I don’t mean that in any condescending, elitist way. I’m not laughing at Alexander by any means. After seeing Punisher: War Zone an hour ago (I’m not giving this sucker any room to fade) I fully believe that I was meant to have a great time watching Ray Stevenson butcher most of New York’s criminal population as the comic book vigilante Frank Castle.
In case you’re wondering, this is what kind of movie Punisher: War Zone is: it’s the movie where a church altar is decorated with a massive neon cross. Where the massively scarred bad guy saunters down the street like friggin’ Tony Manero*. Where you expect the coke-sniffing young goon to have his powder vial appropriately jammed up his nose, but a fist is just punched through his face instead. And it’s the comic book movie where the super-serious title character doesn’t speak for half an hour — because he’s just that bad a motherfucker — but where you’re probably going to be too busy having fun to notice.

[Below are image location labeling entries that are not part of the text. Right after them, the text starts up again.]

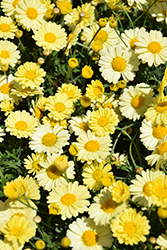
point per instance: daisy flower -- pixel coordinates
(117, 62)
(158, 189)
(79, 124)
(93, 174)
(84, 234)
(107, 36)
(159, 155)
(104, 208)
(159, 11)
(72, 91)
(7, 27)
(140, 188)
(157, 112)
(103, 121)
(135, 100)
(49, 140)
(30, 75)
(150, 135)
(162, 241)
(152, 48)
(82, 16)
(95, 90)
(8, 53)
(32, 163)
(93, 147)
(50, 36)
(130, 227)
(9, 6)
(131, 36)
(71, 199)
(21, 124)
(60, 106)
(30, 14)
(50, 176)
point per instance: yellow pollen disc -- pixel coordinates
(15, 2)
(6, 88)
(154, 47)
(162, 148)
(84, 126)
(159, 131)
(60, 107)
(50, 37)
(98, 91)
(5, 54)
(92, 146)
(137, 101)
(132, 43)
(68, 199)
(16, 231)
(118, 64)
(103, 121)
(49, 139)
(109, 206)
(70, 36)
(4, 27)
(52, 172)
(161, 107)
(97, 174)
(161, 192)
(89, 238)
(21, 125)
(130, 228)
(32, 13)
(146, 189)
(101, 35)
(30, 74)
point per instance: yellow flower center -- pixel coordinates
(68, 199)
(6, 88)
(103, 121)
(4, 27)
(132, 43)
(161, 192)
(49, 139)
(5, 54)
(16, 231)
(92, 146)
(161, 107)
(32, 13)
(97, 174)
(50, 37)
(109, 206)
(15, 2)
(137, 101)
(52, 172)
(21, 125)
(60, 107)
(30, 74)
(118, 64)
(98, 91)
(101, 35)
(154, 47)
(146, 189)
(89, 238)
(130, 228)
(84, 126)
(162, 148)
(159, 131)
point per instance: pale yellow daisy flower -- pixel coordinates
(71, 198)
(20, 124)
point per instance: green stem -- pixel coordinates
(130, 20)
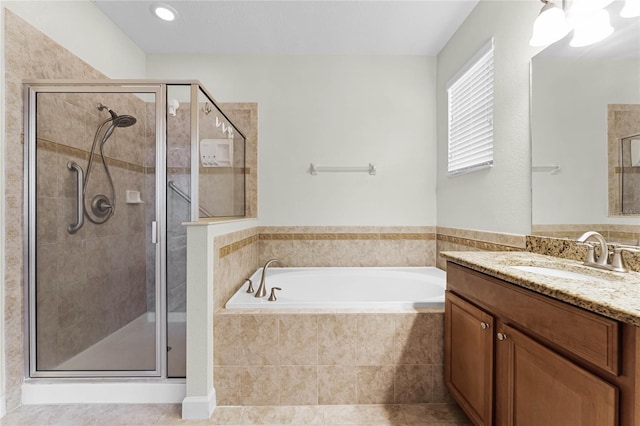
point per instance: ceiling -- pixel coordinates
(326, 27)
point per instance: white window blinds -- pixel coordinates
(470, 98)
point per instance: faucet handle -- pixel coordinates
(250, 288)
(617, 263)
(272, 296)
(591, 257)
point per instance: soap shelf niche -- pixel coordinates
(314, 169)
(133, 197)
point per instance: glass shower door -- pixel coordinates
(93, 240)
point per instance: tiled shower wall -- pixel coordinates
(622, 120)
(90, 283)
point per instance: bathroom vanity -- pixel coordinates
(541, 348)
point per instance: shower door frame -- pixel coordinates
(31, 88)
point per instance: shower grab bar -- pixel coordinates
(186, 197)
(75, 227)
(315, 169)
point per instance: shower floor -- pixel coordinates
(132, 347)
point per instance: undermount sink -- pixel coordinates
(557, 273)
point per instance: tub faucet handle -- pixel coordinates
(250, 288)
(262, 288)
(272, 296)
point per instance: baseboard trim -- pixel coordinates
(3, 406)
(199, 407)
(103, 393)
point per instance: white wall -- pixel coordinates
(570, 129)
(498, 199)
(333, 111)
(86, 32)
(3, 401)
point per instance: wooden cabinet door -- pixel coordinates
(469, 358)
(538, 387)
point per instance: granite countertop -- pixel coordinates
(612, 294)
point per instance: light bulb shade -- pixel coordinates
(550, 26)
(588, 6)
(631, 9)
(591, 28)
(164, 11)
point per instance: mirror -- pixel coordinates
(585, 127)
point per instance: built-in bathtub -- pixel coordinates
(336, 288)
(357, 336)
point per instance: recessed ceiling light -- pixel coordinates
(164, 11)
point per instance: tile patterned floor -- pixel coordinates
(123, 414)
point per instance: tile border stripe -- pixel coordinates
(478, 244)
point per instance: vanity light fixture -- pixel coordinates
(164, 11)
(587, 18)
(590, 28)
(631, 9)
(550, 25)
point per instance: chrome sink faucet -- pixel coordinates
(262, 288)
(602, 262)
(603, 258)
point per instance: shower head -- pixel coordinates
(118, 120)
(123, 120)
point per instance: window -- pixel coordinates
(470, 99)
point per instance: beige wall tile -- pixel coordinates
(259, 385)
(258, 340)
(375, 384)
(375, 344)
(298, 344)
(299, 385)
(226, 340)
(337, 339)
(336, 384)
(419, 339)
(227, 383)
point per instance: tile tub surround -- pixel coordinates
(286, 358)
(127, 414)
(348, 246)
(235, 259)
(569, 249)
(456, 239)
(612, 294)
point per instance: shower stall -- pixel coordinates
(112, 170)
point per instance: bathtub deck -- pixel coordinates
(370, 415)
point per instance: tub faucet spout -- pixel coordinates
(262, 288)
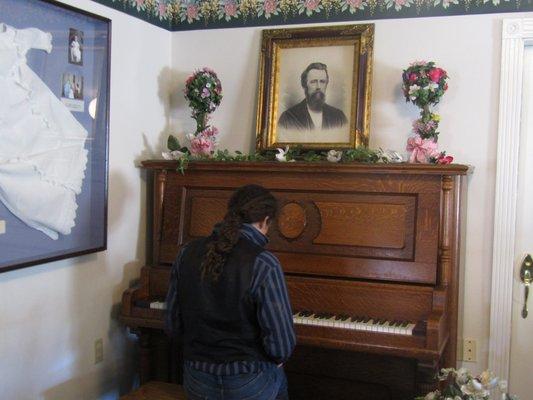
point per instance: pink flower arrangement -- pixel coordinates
(354, 3)
(230, 9)
(423, 85)
(421, 149)
(162, 8)
(202, 146)
(192, 12)
(203, 90)
(270, 7)
(311, 5)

Since Steven Grant and Mike Zeck launched their Punisher mini-series in the mid-’80s — the only material I’ve ever really liked, based more on the appeal of Zeck’s art than that of the character — this has been a deadly serious character. He’s Marvel’s Batman, empowered by bullets and shorn of respect for life. That has led to cinematic disasters like the Thomas Jane film from 2004, where the approach was to make a film as serious and self-important as the character tries to be. I love Jane, and think he’s great for the character, but that vision didn’t work at all.

War Zone takes a totally different direction. It’s blood-drenched pop culture, fun and goofy and shockingly, gleefully violent. It’s like watching Death Wish-era Charles Bronson put a bullet in the eye of self-important modern action clichés. I’m sure you dig parkour sequences in films like Casino Royale, but you’re going to love watching Frank Castle give an explosive finger to the combat viability of parkour even more.

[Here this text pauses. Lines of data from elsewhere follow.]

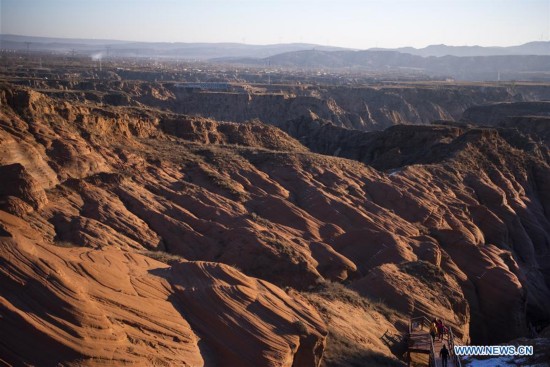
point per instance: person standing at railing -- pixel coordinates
(440, 328)
(433, 329)
(444, 354)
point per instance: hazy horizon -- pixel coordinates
(349, 23)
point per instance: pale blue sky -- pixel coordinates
(348, 23)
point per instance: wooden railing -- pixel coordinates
(421, 323)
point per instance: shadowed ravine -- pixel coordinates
(134, 234)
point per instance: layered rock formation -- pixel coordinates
(453, 224)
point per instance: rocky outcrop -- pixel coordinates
(453, 223)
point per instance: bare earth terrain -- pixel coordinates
(153, 222)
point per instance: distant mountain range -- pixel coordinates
(531, 48)
(191, 51)
(238, 50)
(530, 61)
(505, 67)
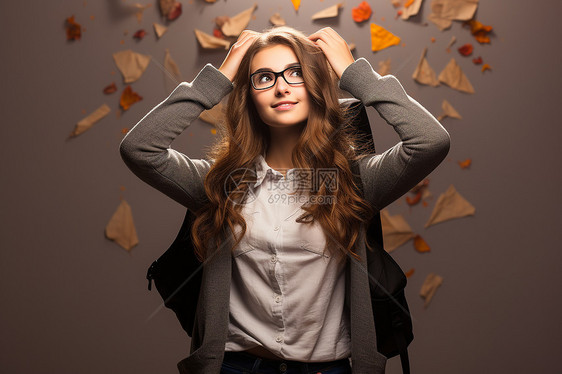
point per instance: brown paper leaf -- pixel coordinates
(396, 231)
(454, 77)
(131, 64)
(429, 287)
(424, 74)
(159, 29)
(209, 41)
(87, 122)
(121, 227)
(328, 12)
(450, 205)
(235, 25)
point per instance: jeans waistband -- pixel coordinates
(252, 363)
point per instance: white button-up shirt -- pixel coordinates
(286, 294)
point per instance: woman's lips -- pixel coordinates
(285, 105)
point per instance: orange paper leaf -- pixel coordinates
(420, 245)
(110, 89)
(128, 98)
(362, 12)
(466, 50)
(382, 38)
(73, 29)
(296, 4)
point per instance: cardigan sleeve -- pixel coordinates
(423, 145)
(146, 147)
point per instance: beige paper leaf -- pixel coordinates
(87, 122)
(454, 77)
(121, 227)
(429, 287)
(412, 10)
(159, 29)
(328, 12)
(396, 231)
(424, 74)
(236, 24)
(209, 41)
(131, 64)
(277, 20)
(448, 111)
(450, 205)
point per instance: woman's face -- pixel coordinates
(282, 105)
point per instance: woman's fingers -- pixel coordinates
(229, 66)
(335, 49)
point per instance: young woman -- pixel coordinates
(279, 225)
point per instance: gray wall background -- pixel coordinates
(75, 302)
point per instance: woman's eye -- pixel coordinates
(264, 78)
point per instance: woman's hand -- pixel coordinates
(232, 60)
(335, 49)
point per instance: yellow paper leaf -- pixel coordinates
(450, 205)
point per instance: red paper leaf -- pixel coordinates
(466, 50)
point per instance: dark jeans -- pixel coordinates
(245, 363)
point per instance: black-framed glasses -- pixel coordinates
(262, 80)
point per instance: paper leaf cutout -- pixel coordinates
(424, 74)
(171, 66)
(454, 77)
(121, 227)
(159, 29)
(73, 29)
(384, 67)
(209, 41)
(450, 205)
(328, 12)
(128, 98)
(296, 4)
(429, 287)
(131, 64)
(214, 116)
(235, 25)
(382, 38)
(277, 20)
(396, 231)
(479, 31)
(421, 245)
(411, 8)
(87, 122)
(362, 12)
(448, 111)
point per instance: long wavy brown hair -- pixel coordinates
(326, 141)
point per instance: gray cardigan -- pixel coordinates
(387, 176)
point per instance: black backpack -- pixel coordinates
(177, 273)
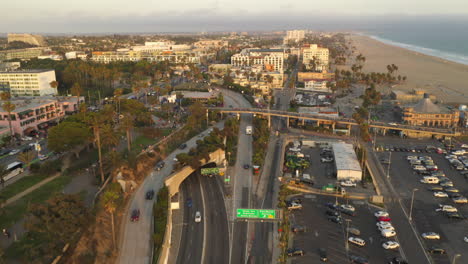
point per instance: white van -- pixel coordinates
(430, 180)
(388, 233)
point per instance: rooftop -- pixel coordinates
(345, 157)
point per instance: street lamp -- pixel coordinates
(455, 258)
(411, 206)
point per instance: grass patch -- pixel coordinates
(21, 185)
(160, 220)
(15, 211)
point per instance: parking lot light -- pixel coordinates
(411, 206)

I’ve been sold on Rome‘s Ray Stevenson as the Punisher ever since the first photos surfaced of him in character. He looks and moves like an old soldier, tired and running on pure adrenaline. Stevenson’s Punisher looks like he could keel over any time he stops moving, but in motion he’s terrifyingly efficient and brutal. Stevenson doesn’t speak much, but when he does it sounds right, too, tired and grim. He even got me to enjoy a line like ‘sometimes I’d like to get my hands on God’ in the spirit intended. That spirit being some rarified form of comedy, but still.

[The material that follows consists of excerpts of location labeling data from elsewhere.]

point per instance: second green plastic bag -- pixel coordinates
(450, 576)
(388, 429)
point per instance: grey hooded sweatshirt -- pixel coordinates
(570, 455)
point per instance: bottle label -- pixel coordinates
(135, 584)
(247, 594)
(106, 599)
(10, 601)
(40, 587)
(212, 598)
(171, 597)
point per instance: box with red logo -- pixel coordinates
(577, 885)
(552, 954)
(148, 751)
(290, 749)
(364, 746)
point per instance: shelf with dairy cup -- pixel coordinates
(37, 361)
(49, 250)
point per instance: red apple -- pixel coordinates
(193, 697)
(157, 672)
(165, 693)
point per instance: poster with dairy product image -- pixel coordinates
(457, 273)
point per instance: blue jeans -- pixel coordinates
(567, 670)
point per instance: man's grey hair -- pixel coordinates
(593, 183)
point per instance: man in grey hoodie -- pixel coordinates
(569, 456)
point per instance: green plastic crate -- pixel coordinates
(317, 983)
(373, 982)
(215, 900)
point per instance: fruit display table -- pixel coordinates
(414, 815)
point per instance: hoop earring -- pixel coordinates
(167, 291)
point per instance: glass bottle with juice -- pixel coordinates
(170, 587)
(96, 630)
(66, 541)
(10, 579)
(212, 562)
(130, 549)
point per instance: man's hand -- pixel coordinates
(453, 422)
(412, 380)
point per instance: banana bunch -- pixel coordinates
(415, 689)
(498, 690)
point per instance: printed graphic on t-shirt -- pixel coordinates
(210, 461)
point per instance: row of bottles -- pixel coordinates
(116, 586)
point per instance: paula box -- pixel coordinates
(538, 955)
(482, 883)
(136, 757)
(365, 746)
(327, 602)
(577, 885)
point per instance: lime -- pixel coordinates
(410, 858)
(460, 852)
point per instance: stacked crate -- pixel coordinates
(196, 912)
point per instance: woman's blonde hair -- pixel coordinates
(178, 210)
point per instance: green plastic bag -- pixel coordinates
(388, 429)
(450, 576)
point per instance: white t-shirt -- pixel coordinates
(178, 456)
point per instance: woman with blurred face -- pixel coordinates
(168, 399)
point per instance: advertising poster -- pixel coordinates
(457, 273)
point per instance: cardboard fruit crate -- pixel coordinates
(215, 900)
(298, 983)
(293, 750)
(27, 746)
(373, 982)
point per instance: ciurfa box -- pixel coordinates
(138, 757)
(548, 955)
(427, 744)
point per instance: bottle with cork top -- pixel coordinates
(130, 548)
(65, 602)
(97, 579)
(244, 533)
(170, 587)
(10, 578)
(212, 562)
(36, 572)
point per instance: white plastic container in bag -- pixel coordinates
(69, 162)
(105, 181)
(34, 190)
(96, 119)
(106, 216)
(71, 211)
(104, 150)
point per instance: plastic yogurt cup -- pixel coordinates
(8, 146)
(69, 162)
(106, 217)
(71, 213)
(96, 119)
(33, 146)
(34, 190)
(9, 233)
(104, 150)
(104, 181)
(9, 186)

This Frank Castle isn’t quite the vengeance-driven nutjob I expected to see. He’s too ready to give it up, too weary of the grind. If I cared about why the Punisher is driven to whack criminals I’d see Castle’s murky motivation as a problem. We’re given a dash of backstory — his family was killed after witnessing a mob hit — but Alexander barely seems interested. I agree that the backstory is not relevant. If you’re likely to enjoy a movie like War Zone you want to see how Castle puts a million rounds into the mob, not why. The medium is the motivation.

The vengeance-driven nutjob role is covered pretty well by his nemesis, Jigsaw. Dominic West plays the character broad like the flooded Nile. He’s a mashup of the Nicholson Joker and Frank Gorshin Riddler, with the most exaggerated New York Italian accent possible. The film’s first major dialogue sequence is an astoundingly ridiculous meeting between West and an old mob boss played as a tangle of phonics, one over-caricatured accent slamming into another. Played straight the effect would be terrible, but Alexander and all her actors seem to be winking at us, demonstrating just how the movie is going to play.

Devin references the original ’60s Batman and serious meth when talking about the colored light and neon that defines War Zone‘s aesthetic. To me the effect is much more of Dario Argento rendering a comic book in his Suspiria/ era, albeit without the sonic style that made Argento’s good period so bloody good. The effect is the same — it screams ‘comic book’ in the way that comic book movies since InfernoX-Men have so frequently tried to avoid. The effect is a heightening of the silliness of the basic concept, and a tacit admission that we’re just sitting down to watch crazy things happen for ninety minutes.

And that’s exactly what goes down. I so badly want to recount all of the crazy kills — some of which could be on screen for a few more frames, so let’s hope for a slightly longer DVD cut — but I don’t want to spoil it. All I’ll say is that in a week when I’m scouring old films for horrifying murders to add to our ‘Kid Kills’ list, this movie still stands out as insane. And that’s a beautiful thing.

8 out of 10

*That was a Nunziata observation, and while I’m stealing it, I’m at least not doing so with a total lack of respect.